Eugène Marsan, « Un Poète catholique : Fagus »

  • Eugène Marsan, « Un Poète catholique : Fagus » in Le Gaulois du Dimanche, 27 décembre 1919, p. 4  :

Les lecteurs du Gaulois savent ce qu’il vaut et que sa pensée, véritablement poétique, crée spontanément musique et chant. N’est-ce pas un beau nom de poète que le sien, son âme bruissant comme un feuillage dans le vent ?
Il est de petite taille, le visage d’un blond vif, les yeux bleus, d’un type si français avec sa barbe médiévale, que les saints de nos églises font voir parfois, pour son édification sans doute, sa ressemblance. Et quel imperturbable sauvage ! Nul ne le connaît de vue, que ses amis. Si nous commençons à peine à rendre à son art la haute justice qui lui est due, il n’est pourtant plus un jeune homme : ce siècle, ennemi de la poésie, peut-être a-t-il été particulièrement dur à ce poète né. Si dur, que Fagus laisse voir à présent, comme malgré lui, quelque chose de las et de brisé, une douleur faite du ressouvenir de trop de douleurs et qu’il s’attache pourtant à surmonter, en chrétien qui demande à la foi un ineffable secours. Ses amis se plairont à le reprendre de son découragement, ils voudraient qu’il ne demandât pas encore dans sa prière la force nécessaire du renoncement, mais une vertu plus active, correspondant aux merveilleuses beautés de son œuvre.
Fagus a fait paraître, il y a longtemps, aux éditions de la Plume, écrit vers 1900, ce premier recueil, Ixion, épisode ou fragment d’un long drame poétique dont ce n’est pas la paresse du poète qui a arrêté la divulgation. Car il a dans ses papiers des milliers de vers dont quelques-uns seulement, ayant paru çà et là, ont emporté l’admiration des lettrés. Quand nous verrons les autres, nous aurons à nous accuser tous d’ingratitude, à nous reprocher ce long silence imposé par notre sécheresse et notre indifférence au plus doué des hommes.
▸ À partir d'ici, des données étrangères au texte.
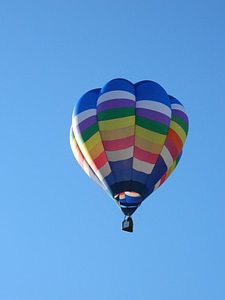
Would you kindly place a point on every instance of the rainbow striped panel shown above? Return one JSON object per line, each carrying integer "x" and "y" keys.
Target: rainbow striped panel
{"x": 129, "y": 135}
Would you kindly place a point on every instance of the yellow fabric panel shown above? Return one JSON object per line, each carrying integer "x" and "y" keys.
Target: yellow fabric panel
{"x": 115, "y": 134}
{"x": 179, "y": 130}
{"x": 150, "y": 135}
{"x": 147, "y": 145}
{"x": 116, "y": 123}
{"x": 92, "y": 142}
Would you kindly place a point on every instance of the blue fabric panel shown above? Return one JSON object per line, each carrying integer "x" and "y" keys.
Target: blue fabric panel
{"x": 158, "y": 171}
{"x": 150, "y": 90}
{"x": 118, "y": 84}
{"x": 87, "y": 101}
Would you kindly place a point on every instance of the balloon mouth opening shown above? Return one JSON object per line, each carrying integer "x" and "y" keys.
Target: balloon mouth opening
{"x": 128, "y": 201}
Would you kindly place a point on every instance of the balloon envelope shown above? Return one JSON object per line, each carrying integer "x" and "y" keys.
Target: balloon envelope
{"x": 128, "y": 138}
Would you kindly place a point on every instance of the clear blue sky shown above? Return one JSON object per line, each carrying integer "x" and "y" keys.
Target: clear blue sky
{"x": 60, "y": 235}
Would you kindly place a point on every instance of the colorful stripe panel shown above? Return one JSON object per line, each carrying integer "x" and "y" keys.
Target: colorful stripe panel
{"x": 129, "y": 135}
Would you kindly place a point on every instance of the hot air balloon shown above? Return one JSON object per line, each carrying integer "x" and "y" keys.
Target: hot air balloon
{"x": 128, "y": 138}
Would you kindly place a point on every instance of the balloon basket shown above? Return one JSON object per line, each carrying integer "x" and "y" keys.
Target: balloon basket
{"x": 127, "y": 224}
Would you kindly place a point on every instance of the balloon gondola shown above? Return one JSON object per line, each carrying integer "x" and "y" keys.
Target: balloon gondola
{"x": 128, "y": 138}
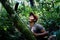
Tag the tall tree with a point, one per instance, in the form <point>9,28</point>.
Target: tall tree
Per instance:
<point>17,21</point>
<point>32,3</point>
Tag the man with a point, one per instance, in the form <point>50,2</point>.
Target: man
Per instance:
<point>38,30</point>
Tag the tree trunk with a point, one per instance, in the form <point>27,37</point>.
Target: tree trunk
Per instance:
<point>17,21</point>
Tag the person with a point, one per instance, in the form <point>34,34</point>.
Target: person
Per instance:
<point>37,29</point>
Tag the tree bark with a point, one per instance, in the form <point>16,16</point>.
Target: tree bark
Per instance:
<point>17,21</point>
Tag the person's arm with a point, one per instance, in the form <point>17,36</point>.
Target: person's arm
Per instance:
<point>41,34</point>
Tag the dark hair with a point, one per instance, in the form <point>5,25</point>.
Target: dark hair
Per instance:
<point>35,17</point>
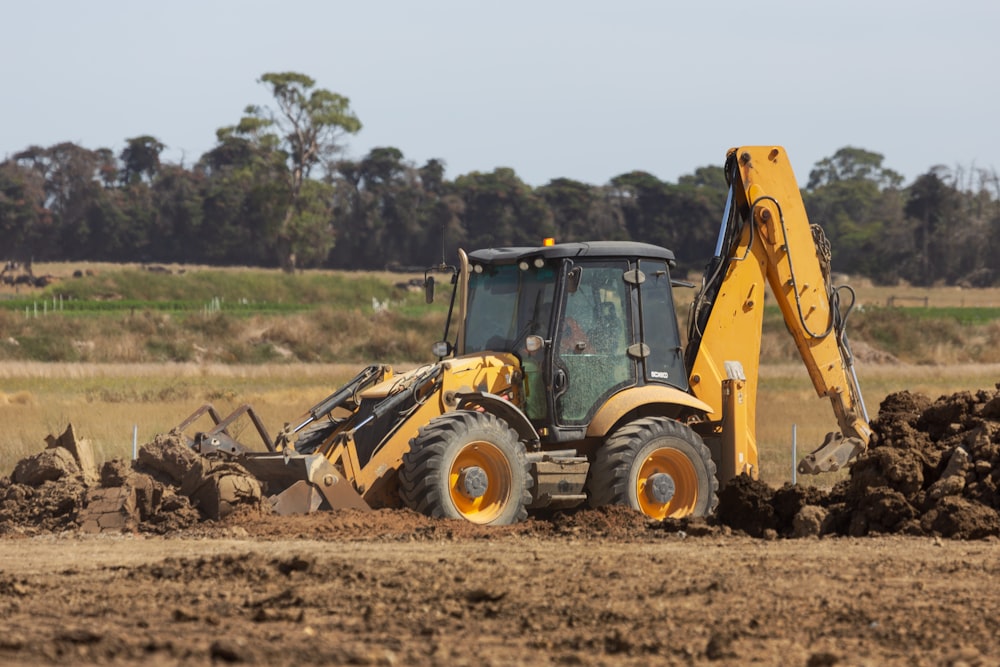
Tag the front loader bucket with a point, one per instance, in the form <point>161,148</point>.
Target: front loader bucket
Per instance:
<point>299,484</point>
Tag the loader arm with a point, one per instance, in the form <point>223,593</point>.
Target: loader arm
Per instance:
<point>766,235</point>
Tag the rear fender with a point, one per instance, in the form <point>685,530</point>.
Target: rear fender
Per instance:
<point>502,408</point>
<point>651,399</point>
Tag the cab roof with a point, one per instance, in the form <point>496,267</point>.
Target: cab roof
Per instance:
<point>592,249</point>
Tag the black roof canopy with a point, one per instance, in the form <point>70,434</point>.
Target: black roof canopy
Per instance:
<point>592,249</point>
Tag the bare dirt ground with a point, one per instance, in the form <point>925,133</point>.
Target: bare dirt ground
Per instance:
<point>177,560</point>
<point>343,589</point>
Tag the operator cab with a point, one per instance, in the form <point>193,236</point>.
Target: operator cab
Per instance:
<point>586,319</point>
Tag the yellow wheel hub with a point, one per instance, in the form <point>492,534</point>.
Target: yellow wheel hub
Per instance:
<point>667,484</point>
<point>480,482</point>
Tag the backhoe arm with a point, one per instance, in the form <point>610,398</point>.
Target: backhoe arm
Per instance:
<point>766,236</point>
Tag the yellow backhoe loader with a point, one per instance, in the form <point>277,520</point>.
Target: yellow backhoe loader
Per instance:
<point>564,381</point>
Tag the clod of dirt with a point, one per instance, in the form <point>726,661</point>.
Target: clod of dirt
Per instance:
<point>46,466</point>
<point>168,488</point>
<point>167,457</point>
<point>933,468</point>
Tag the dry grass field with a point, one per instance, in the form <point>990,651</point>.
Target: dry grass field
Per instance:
<point>105,402</point>
<point>109,385</point>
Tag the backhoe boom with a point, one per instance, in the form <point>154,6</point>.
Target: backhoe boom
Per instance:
<point>766,235</point>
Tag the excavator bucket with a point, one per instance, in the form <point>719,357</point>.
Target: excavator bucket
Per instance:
<point>835,453</point>
<point>299,484</point>
<point>295,483</point>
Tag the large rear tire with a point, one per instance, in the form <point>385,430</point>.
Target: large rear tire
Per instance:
<point>657,466</point>
<point>467,465</point>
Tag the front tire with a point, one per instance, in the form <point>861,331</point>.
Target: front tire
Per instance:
<point>467,465</point>
<point>657,466</point>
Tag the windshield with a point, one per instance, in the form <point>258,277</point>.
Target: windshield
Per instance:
<point>506,304</point>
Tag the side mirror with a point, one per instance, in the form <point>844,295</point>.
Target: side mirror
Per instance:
<point>573,279</point>
<point>442,349</point>
<point>429,289</point>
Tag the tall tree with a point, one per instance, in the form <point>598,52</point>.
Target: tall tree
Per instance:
<point>310,123</point>
<point>140,158</point>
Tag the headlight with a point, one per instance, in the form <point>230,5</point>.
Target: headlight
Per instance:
<point>441,348</point>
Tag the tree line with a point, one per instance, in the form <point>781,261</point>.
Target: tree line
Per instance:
<point>277,190</point>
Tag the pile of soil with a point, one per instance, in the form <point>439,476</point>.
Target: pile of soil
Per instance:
<point>167,488</point>
<point>933,469</point>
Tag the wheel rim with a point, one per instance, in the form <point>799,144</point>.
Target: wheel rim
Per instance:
<point>490,459</point>
<point>676,464</point>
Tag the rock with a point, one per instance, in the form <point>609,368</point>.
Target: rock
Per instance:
<point>110,510</point>
<point>952,480</point>
<point>49,465</point>
<point>168,455</point>
<point>810,521</point>
<point>82,451</point>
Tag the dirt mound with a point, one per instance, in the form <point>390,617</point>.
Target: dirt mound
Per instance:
<point>168,488</point>
<point>933,469</point>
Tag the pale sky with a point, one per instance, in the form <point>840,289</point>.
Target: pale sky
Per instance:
<point>579,89</point>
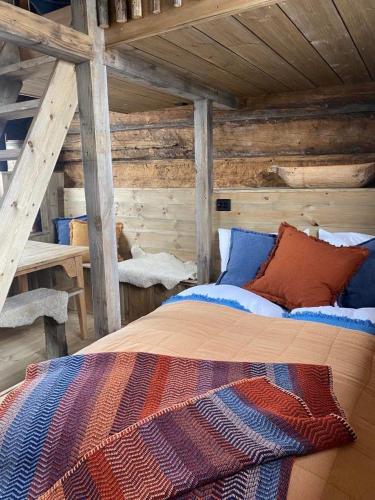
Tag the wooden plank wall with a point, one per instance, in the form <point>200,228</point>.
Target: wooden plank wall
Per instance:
<point>164,219</point>
<point>155,149</point>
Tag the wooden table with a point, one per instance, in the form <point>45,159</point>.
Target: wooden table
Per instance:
<point>38,256</point>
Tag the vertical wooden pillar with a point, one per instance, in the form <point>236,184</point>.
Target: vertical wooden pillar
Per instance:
<point>97,165</point>
<point>203,136</point>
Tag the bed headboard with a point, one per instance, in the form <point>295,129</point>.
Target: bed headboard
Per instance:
<point>164,219</point>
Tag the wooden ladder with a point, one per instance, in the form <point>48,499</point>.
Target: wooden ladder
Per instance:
<point>35,161</point>
<point>12,73</point>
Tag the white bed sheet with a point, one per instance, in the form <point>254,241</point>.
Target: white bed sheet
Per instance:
<point>258,305</point>
<point>249,300</point>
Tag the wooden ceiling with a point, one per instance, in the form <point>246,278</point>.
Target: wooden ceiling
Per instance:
<point>292,45</point>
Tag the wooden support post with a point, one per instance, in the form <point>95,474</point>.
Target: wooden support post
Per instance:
<point>97,165</point>
<point>9,89</point>
<point>121,13</point>
<point>103,16</point>
<point>203,136</point>
<point>156,8</point>
<point>136,9</point>
<point>56,344</point>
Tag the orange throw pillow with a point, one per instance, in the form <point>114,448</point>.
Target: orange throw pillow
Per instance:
<point>303,271</point>
<point>79,236</point>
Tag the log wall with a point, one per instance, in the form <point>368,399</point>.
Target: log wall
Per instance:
<point>155,149</point>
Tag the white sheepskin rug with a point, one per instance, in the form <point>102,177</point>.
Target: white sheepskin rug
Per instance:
<point>147,269</point>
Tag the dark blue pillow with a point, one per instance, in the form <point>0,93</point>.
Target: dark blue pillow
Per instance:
<point>63,228</point>
<point>361,289</point>
<point>248,250</point>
Fagus tire son origine littéraire des beaux temps du symbolisme. Je n’aurais garde d’en médire. Quand la seule doctrine féconde, le réalisme, dégénère et s’abaisse à d’indignes caricatures de la vie, il n’est pas regrettable que les poètes trouvent pour se retremper aux eaux de la fontaine de nouveaux chemins, même semés d’embûches. Les tragiques grecs, Virgile, Shakespeare, Dante, et tous les Français, même ceux dont il déteste le génie (comme Anatole France, par exemple), l’ont acheminé, sans reniement, vers un art plus simple, toujours inspiré, sans affectation, des hauts lieux de l’esprit. La Danse macabre, qu’il a ainsi écrite, est encore d’un accent désespéré : un poème catholique de cette intensité et de cette riche veine, vous ne pensez pas que ce soit chose commune. Sans vouloir courir le risque d’une comparaison disproportionnée et qu’aucune imitation n’impose, j’avouerai qu’en le lisant, lorsqu’un jour il paraîtra, vous penserez parfois au Florentin. Car c’est une divine ou terrestre comédie, où vous rencontrerez, au bord de l’abîme et au sein de l’orage, des fleurs, la délicatesse d’un sentiment juvénile, le tendre sourire d’une vierge…
Fagus, nul n’est mieux fait que vous pour sentir que dans sa rigueur et sa sincérité l’ordre apporte une incomparable douceur au cœur humain tourmenté ! Nous vous conjurons de ne pas vous méprendre : ce n’est pas un noir automne où vous ayez à entrer, à ce moment de votre vie ; si vous le voulez, c’est un riche été, peut-être mélancolique, fertile pourtant, splendide.